Le Gouvernement lutte contre l’immigration irrégulière et il veille à limiter les effets d’aubaine liés à certaines aides. Cette politique claire produit des résultats.
Plusieurs d’entre vous m’ont interrogé sur la baisse des crédits destinés à la lutte contre l’immigration illégale. Entre 2007 et 2012, le précédent gouvernement pratiquait l’affichage budgétaire pour montrer sa détermination, mais les dépenses exécutées étaient systématiquement très éloignées des prévisions. En moyenne, sur la période de 2009 à 2012, seulement 75 % des crédits inscrits en loi de finances initiale ont été consommés dans le périmètre qui nous intéresse. Quant aux crédits de billetterie, ils n’ont été consommés qu’à hauteur de 77 %.
En 2013, en inscrivant 76 millions d’euros en loi de finances initiale, nous avons en conséquence veillé à ajuster la budgétisation à la réalité de la dépense. En 2014, nous proposons d’inscrire 73 millions d’euros. L’ajustement entre 2013 et 2014 s’explique par la passation de nouveaux marchés plus globaux pour le fonctionnement hôtelier des CRA, qui se traduit par une baisse de 0,8 million d’euros des crédits nécessaires; par un recul de 2,7 millions en billetterie – le total des crédits de 21,6 millions correspond au niveau moyen constaté entre 2011 et 2013 –, par la progression de l’investissement immobilier en raison de la construction du centre de rétention de Mayotte et par l’augmentation des dépenses d’action sociale et sanitaire en CRA.

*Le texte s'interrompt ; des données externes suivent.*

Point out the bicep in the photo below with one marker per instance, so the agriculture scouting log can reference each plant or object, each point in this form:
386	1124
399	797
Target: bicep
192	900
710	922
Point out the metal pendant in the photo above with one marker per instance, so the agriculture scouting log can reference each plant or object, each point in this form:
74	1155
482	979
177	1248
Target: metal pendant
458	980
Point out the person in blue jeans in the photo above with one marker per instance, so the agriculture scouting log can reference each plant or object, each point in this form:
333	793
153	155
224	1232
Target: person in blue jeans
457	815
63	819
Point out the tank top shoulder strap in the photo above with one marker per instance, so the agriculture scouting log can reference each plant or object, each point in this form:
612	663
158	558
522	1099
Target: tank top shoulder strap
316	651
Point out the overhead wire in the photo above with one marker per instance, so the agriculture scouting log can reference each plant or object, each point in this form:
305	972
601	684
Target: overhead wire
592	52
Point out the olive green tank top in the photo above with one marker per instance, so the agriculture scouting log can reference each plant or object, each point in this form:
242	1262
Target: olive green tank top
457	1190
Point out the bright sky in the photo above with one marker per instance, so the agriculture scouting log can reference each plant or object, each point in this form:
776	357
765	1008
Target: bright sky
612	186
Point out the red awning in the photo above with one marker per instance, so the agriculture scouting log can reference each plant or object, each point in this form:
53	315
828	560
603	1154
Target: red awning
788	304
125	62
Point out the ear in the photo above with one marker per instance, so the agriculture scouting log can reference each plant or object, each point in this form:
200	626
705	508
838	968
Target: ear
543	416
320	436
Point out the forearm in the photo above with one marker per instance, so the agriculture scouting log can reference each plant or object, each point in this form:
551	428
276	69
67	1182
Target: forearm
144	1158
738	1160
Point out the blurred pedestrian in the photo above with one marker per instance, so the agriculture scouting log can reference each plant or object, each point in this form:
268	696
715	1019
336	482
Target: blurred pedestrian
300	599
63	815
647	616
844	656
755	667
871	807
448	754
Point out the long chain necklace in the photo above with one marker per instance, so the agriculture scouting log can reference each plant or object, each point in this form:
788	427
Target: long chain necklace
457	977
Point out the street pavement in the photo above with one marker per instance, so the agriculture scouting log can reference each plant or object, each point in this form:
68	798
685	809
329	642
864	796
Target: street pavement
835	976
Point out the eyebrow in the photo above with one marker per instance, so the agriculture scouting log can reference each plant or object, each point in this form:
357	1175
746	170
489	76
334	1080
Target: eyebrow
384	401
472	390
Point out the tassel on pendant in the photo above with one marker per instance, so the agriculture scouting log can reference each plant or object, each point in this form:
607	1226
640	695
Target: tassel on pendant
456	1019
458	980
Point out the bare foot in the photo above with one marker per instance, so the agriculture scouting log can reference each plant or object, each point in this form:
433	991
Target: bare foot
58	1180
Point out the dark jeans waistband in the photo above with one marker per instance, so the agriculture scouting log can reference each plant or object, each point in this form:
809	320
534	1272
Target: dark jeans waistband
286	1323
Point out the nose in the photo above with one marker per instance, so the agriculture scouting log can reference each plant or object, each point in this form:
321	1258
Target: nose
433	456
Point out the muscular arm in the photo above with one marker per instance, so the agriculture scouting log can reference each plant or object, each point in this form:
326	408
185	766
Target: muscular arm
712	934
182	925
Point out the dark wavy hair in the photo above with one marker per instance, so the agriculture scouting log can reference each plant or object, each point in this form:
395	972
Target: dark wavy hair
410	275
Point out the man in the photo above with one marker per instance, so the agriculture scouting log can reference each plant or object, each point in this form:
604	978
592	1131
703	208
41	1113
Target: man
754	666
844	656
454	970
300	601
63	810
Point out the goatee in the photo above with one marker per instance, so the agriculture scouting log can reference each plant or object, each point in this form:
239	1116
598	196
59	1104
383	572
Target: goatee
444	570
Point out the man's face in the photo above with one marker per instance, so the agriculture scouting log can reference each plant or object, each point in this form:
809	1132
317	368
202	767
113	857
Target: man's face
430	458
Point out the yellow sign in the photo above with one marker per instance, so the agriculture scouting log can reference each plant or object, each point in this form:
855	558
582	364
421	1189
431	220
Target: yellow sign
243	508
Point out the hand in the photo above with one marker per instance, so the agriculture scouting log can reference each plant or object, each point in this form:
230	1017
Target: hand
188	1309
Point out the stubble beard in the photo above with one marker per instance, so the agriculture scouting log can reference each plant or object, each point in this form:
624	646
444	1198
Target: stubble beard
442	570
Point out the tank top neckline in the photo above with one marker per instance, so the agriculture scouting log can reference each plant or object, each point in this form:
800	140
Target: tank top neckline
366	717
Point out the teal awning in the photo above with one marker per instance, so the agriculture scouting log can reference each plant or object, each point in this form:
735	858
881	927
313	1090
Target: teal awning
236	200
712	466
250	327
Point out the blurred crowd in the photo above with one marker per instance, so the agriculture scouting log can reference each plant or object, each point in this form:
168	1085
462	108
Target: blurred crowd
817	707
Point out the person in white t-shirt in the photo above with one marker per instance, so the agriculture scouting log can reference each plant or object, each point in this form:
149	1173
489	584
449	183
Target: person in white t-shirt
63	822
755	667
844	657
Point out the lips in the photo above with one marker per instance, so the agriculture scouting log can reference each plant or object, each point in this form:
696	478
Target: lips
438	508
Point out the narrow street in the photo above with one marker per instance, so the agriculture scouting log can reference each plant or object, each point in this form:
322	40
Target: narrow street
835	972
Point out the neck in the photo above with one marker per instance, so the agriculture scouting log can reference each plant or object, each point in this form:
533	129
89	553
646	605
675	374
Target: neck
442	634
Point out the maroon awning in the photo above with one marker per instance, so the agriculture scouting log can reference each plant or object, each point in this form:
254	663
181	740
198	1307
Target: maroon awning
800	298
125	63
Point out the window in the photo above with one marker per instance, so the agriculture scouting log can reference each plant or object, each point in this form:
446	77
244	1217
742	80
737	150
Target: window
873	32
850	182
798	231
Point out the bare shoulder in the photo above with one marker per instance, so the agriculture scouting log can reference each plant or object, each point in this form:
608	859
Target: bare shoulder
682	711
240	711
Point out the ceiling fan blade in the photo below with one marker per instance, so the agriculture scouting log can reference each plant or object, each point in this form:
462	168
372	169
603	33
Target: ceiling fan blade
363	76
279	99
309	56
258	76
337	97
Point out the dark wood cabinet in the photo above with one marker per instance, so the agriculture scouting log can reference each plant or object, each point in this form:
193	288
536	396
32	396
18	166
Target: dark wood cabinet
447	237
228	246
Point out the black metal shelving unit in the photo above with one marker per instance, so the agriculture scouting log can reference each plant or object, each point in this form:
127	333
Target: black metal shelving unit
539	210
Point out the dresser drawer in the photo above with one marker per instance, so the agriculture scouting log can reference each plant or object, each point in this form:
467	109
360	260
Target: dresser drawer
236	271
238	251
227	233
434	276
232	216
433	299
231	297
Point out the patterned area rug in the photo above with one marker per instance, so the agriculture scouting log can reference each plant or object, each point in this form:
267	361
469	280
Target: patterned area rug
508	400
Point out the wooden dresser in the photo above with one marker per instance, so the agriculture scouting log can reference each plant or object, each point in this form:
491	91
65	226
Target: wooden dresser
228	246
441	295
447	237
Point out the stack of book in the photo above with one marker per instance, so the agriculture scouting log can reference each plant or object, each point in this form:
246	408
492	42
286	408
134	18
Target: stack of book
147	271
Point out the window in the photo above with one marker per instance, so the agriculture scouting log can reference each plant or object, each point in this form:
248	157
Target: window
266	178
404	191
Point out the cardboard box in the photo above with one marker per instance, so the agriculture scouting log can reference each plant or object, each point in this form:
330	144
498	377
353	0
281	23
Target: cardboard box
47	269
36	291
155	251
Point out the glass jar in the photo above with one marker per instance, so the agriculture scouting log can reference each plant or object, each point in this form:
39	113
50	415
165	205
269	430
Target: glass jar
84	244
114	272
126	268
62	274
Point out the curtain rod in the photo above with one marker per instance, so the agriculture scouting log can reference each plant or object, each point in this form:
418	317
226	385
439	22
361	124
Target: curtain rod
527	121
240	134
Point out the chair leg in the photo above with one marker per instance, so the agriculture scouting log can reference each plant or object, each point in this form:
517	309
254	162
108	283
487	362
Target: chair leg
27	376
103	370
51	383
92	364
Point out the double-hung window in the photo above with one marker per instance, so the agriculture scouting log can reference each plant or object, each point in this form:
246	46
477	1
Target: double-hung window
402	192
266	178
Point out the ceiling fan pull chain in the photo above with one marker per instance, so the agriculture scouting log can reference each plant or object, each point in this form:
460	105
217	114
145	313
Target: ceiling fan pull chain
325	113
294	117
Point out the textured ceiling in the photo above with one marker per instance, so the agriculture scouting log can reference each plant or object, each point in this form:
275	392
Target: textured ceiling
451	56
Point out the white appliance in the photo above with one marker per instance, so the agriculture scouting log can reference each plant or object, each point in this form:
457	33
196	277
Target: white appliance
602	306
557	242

En matière de rétention, madame Françoise Descamps-Crosnier, monsieur Sergio Coronado, le Gouvernement entend garantir que la privation de liberté, parfois inévitable pour assurer l’éloignement, soit la plus brève possible et se déroule dans le respect des droits de la personne étrangère et dans les meilleures conditions. Il souhaite également limiter les déplacements avec escorte qui mobilisent les forces de l’ordre pour des opérations à faible valeur ajoutée en termes de lutte contre l’immigration irrégulière. La fermeture d’un grand nombre de centres de rétention n’est pas souhaitable car elle entraînerait une hausse de la promiscuité. Depuis septembre, le taux d’occupation des CRA est globalement de l’ordre de 60 % – il est plus élevé pour les hommes seuls, atteignant dans ce cas 75 %, que pour les femmes isolées ou les familles. Depuis la circulaire du 6 juillet 2012, les familles ne sont qu’extrêmement rarement placées en détention, j’y reviendrai.

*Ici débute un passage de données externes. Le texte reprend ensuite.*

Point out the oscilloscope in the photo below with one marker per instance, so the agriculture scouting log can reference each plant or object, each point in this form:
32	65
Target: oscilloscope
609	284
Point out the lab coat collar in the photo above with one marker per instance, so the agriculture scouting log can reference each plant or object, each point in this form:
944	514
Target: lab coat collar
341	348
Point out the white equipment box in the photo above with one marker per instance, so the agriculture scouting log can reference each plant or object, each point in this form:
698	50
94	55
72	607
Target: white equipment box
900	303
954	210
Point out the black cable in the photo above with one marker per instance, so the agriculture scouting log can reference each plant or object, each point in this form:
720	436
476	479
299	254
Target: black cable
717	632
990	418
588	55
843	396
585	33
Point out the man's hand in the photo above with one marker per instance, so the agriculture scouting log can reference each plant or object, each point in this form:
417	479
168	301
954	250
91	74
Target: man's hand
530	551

D’autre part, le Gouvernement entend faciliter l’accès des migrants aux droits et à des « temps d’occupation ». Un texte relatif à la simplification de l’accès des associations aux CRA sera publié avant la fin de l’année, et l’accès des journalistes accompagnant des parlementaires sera également facilité. Le marché public pour l’accès des personnes retenues à une procédure d’assistance juridique est en cours de passation pour une période de trois ans. Une concertation avec l’ensemble des associations spécialisées a conclu à la nécessité de développer des activités pour rompre l’isolement des intéressés ; des projets sont à l’étude et une première expérimentation doit avoir lieu avec le GÉNÉPI, le groupement étudiant national d’enseignement aux personnes incarcérées.

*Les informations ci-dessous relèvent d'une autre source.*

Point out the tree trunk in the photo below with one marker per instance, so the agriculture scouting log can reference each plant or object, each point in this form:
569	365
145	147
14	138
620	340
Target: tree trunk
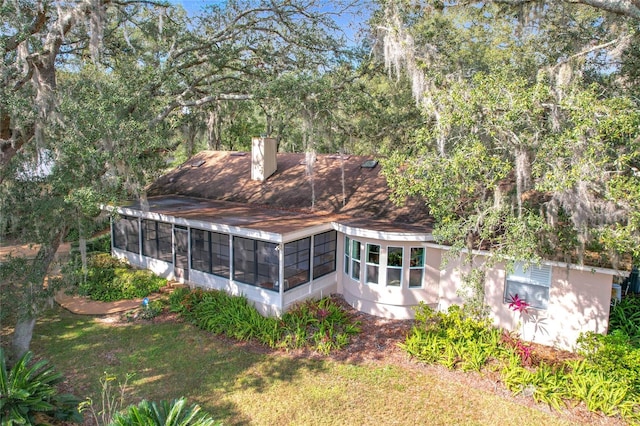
22	337
34	295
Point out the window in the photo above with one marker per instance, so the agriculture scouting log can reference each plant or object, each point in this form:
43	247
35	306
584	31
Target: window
200	250
296	262
220	254
324	253
255	263
126	234
531	285
416	267
355	259
394	266
347	257
373	264
156	240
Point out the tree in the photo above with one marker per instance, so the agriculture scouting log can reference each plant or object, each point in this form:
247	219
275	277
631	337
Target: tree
531	133
99	89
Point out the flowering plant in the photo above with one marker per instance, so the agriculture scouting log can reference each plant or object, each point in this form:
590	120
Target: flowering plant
517	304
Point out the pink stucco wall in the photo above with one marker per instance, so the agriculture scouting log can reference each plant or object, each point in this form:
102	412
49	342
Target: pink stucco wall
579	301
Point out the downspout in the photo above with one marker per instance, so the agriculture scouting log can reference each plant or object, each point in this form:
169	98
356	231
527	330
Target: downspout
280	249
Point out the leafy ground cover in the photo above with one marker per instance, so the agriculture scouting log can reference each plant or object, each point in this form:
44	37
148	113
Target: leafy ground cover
369	382
604	376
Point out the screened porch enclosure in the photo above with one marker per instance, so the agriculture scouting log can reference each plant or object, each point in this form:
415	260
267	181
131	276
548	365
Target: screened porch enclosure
227	261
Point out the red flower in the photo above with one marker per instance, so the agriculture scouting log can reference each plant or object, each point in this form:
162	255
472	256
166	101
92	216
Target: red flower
517	304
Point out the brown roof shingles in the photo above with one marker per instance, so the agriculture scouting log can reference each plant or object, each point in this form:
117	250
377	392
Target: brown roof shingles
363	200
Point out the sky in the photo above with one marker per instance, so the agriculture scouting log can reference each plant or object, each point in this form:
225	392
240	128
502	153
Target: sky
349	22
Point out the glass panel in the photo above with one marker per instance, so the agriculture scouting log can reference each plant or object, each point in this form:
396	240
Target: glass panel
347	258
267	263
415	277
394	277
244	264
324	253
394	256
537	296
296	262
417	257
373	254
165	245
220	254
200	253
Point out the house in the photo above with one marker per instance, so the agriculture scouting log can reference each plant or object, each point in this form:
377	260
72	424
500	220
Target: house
280	228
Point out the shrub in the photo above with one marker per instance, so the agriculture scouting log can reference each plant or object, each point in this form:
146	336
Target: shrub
175	413
453	339
321	325
108	279
29	391
625	317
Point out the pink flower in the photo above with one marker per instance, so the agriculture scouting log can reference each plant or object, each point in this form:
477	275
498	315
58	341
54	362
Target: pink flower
518	305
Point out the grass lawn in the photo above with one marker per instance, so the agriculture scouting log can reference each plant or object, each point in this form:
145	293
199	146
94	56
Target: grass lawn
241	387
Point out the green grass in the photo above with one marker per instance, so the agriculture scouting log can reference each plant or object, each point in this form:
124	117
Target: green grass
240	387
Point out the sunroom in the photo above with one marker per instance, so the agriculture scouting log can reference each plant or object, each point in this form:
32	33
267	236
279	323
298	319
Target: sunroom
275	258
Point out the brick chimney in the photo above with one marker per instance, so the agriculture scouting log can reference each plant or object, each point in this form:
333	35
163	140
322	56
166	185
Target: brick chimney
263	158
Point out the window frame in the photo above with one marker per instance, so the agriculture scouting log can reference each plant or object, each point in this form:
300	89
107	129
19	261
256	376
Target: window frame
395	268
372	266
324	253
297	262
415	268
535	280
123	236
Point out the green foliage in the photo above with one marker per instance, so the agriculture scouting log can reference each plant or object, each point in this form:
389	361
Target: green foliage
108	279
174	413
625	317
321	325
606	380
453	339
28	392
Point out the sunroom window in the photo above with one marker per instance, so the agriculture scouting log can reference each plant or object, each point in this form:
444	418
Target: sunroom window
296	262
416	267
355	259
373	264
324	253
394	266
126	235
530	284
347	256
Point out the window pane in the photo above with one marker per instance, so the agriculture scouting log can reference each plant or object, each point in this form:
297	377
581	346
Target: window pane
149	239
220	254
394	277
244	265
417	256
126	235
373	254
267	262
200	253
324	253
296	263
355	270
535	295
165	244
415	277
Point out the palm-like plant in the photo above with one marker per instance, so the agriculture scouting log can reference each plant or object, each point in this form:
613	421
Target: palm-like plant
28	390
175	413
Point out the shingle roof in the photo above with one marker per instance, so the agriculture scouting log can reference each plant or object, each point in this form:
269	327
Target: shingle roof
338	185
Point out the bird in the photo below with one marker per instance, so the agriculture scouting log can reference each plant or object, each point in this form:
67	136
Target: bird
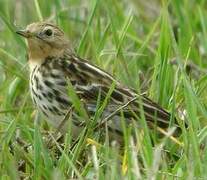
54	66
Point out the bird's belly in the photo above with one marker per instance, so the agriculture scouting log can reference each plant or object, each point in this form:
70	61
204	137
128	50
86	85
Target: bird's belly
50	96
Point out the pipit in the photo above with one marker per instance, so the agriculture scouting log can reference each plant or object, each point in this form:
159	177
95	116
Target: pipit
53	65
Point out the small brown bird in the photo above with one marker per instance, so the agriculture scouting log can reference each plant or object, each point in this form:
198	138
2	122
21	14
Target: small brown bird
53	64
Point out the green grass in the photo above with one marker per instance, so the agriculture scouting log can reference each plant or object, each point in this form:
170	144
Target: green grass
134	40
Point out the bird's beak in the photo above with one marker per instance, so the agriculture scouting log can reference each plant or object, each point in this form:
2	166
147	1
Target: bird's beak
24	33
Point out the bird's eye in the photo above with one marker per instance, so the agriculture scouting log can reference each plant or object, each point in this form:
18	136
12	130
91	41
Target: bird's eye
48	32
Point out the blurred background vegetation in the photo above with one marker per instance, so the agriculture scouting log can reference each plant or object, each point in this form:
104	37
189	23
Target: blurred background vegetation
157	47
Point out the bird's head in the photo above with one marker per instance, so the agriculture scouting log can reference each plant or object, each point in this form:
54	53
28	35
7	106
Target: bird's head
44	39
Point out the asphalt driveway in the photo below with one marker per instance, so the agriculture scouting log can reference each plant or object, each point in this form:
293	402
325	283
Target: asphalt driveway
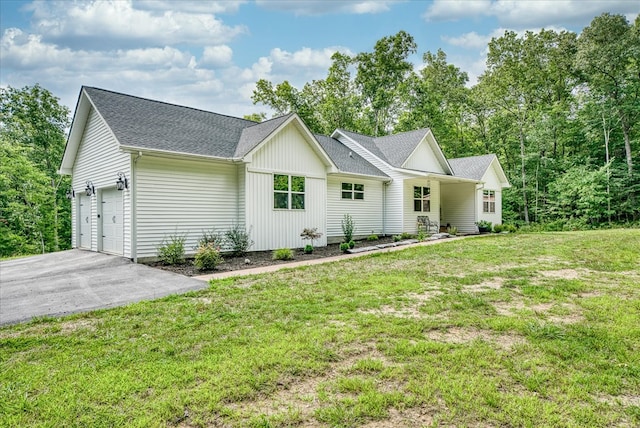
78	281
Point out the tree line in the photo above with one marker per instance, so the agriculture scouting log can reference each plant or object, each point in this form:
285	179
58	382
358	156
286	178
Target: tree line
559	109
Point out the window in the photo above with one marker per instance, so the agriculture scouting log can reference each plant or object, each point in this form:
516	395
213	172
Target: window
489	201
288	192
352	191
422	199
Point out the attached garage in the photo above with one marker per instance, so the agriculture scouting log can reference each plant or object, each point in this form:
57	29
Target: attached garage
112	222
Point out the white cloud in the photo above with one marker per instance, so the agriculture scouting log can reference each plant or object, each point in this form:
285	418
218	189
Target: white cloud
452	10
324	7
520	14
119	20
217	56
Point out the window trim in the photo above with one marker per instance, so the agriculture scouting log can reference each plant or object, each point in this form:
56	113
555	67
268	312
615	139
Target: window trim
489	201
351	192
289	192
424	197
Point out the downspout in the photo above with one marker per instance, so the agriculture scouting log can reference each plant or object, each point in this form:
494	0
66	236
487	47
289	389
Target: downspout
134	205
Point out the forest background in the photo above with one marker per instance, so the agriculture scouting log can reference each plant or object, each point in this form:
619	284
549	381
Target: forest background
560	110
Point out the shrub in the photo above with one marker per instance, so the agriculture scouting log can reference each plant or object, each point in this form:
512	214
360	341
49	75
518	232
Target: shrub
283	254
239	240
207	257
311	234
348	226
171	251
211	236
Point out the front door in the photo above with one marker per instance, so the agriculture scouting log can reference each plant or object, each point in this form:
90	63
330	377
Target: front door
85	219
112	222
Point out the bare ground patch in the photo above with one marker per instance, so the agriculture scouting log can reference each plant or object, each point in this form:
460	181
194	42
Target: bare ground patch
300	397
464	335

Monsieur Coronado, la baisse des crédits destinés à l’allocation temporaire d’attente s’explique par la suppression des versements indus, à la suite de la mission conjointe menée par les inspections générales des finances, des affaires sociales et de l’administration. La baisse des crédits d’hébergement d’urgence des demandeurs d’asile (HUDA) est due à la création de 4 000 places de CADA en 2013 et 2014, qui devrait avoir pour conséquence une moindre sollicitation de ces dispositifs.
En 2012, la France a reçu sept cents demandes d’asile de la part de ressortissants syriens : en 2013, elle en a reçu le double. Le taux d’attribution de la protection accordée par l’OFPRA s’élève à 85 %. À l’instar d’autres dirigeants européens, le Président de la République a annoncé la volonté de la France d’accueillir, en 2013-2014, cinq cents personnes supplémentaires en provenance des camps de réfugiés gérés par le HCR. Depuis deux ans, la France a accueilli 3 700 Syriens. Elle assume ses responsabilités tout en privilégiant l’accueil par les pays qui se trouvent à proximité de la zone concernée.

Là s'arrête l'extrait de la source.